I’m not entirely sure where to start with this film, other than to say it’s a film that you should go and see and whether you like this film or hate this film, it will be unlike anything you are likely to ever see. It goes from a little off to what I can only assume was Aronofsky’s crazy dream one night. It starts with a claustrophobic nervy first act into continuously rising insanity. A haunted house littered with stories from the Old Testament such as the Garden of Eden, Adam and Eve and Cain and Abel and an idea of how celebrity worship can go very wrong.

None of the characters in the film are given names but are given titles, mother, Him, Man and Woman which did set off a few alarm bells but could just as easily be missed. It’s centred in a single location, a large isolated house that the Mother character (Jennifer Lawrence) is rebuilding after a fire, the same house that her husband, Him (Javier Bardem) previously owned. The 20 year age difference is mentioned in the film and is deliberate plot point in the film. Bardem plays the villain so well it is hard not to see him that way to begin with but in this he is a struggling poet and in truth, just a man. They have a visitor to their house, Man (Ed Harris) who is invited to stay the night and is then joined the following morning by his wife, Woman (Michelle Pfeiffer), both times they are invited to stay by Bardem and both times you get shots of Lawrence looking concerned.

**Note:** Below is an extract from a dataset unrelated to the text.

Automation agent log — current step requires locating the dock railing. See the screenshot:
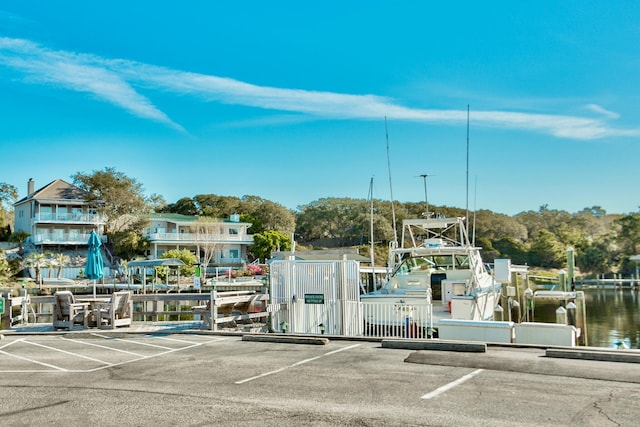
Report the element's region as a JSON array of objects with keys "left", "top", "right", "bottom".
[{"left": 1, "top": 289, "right": 270, "bottom": 331}]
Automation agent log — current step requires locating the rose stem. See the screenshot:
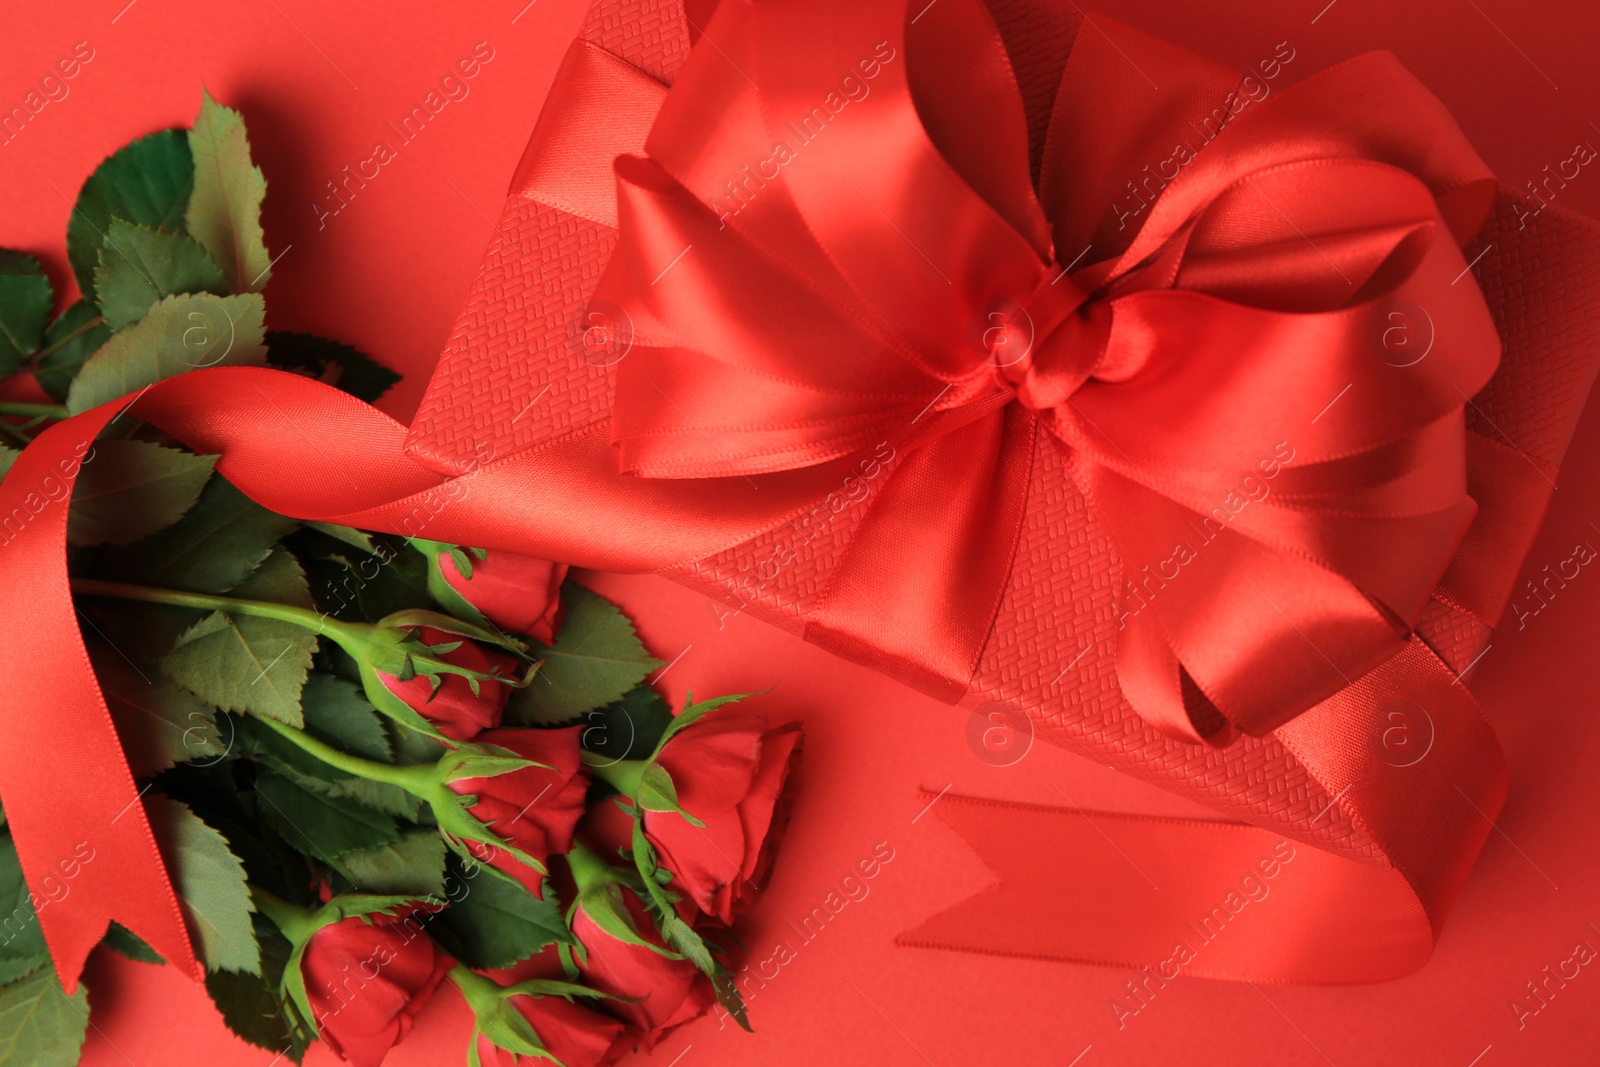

The handheld camera style follows Lawrence for the entire film, moving throughout the house as if you are attached to her by a piece of string. Almost every shot is either a close up of Lawrence of a wider view from her perspective. This does give an interesting insight into her fairly insecure character’s life and you do get a sense of how she is feeling as her life begins to fall apart around her. In most films youth is shown as a positive but here it is the weakness and brings misery with the Mother character showing less social confidence from the start.

One of the things that really helps set the atmosphere in the film is the lack of music score. You hear every footstep, every knock on the door and every whisper around you from Lawrence’s perspective. I’m not 100% sure what to make of this film and I think it will take at least another viewing before I can determine that but if nothing else this will be a film that will raise questions about deeper meaning in lectures at College’s and University’s for years to come.